鶴見和子『漂泊と定住と』

 先だって亡くなった鶴見和子の高名な本を今頃になって読む。読み終わって複雑な気分。あらためて読むと、どうも掛け声的な部分が大きいなと思わざるえをえなかった。件の「漂泊」と「定住」にしてももっと具体的な作動メカニズムが知りたかったし。文革を背景としていたであろう内発的発展論も、いまではまったく違ったコンテクストのもとに包摂されてしまうであろう現在(地方行政と市民の協働なんて話になりますよ)、それがなんだったのかはきちんと見直しておく必要があるんじゃなかろうか?。さしあたりは、一国社会主義から「地域をどう市場と連動させるのか」へと問題設定が移ってきているというようなことになると思うけど。

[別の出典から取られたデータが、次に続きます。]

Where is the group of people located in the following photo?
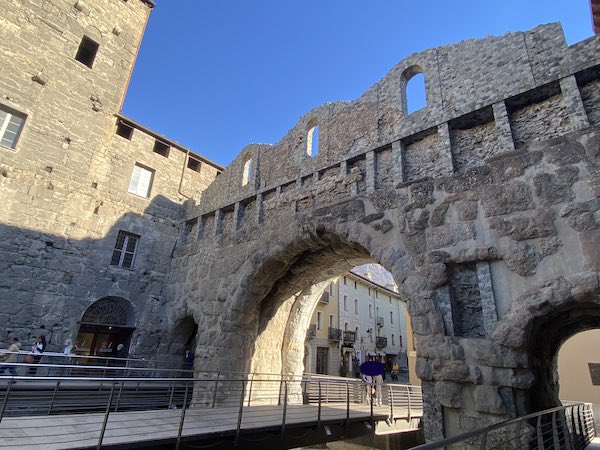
[0,335,47,383]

 そして、ボク自身はといえば何が「内発的」で何が「外発的」なのかがよくわからなくなってしまった。たとえば、柳田に社会変動論を見いだすという発想は「内発的」なものなのだろうけど、それがに下のような山口昌男ばりの図式にまとめられるのだとすれば、「内発的」であるためには他者のまなざしを導入しなければならないということになる。実際にも、純粋な自力更正なんて考えられそうにない。そもそも、「内発的発展論」という発想そのものは内発的なんだろうか外発的なんだろうか?だって、一種の一国社会主義論でしょう?

一方では、定住民としての常民は漂泊民とのであいによって覚醒され、活力を賦与される。また他方では、ひごろは定住している常民が、あるきっかかで、一時的に漂泊することによって、新しい視野がひらけ、活力をとりもどす。常民が社会変動の担い手となるには、みずからが、定住-漂泊-定住のサイクルを通過するか、または、あるいはその上に、漂泊者との衝撃的なであいが必要である(238頁)。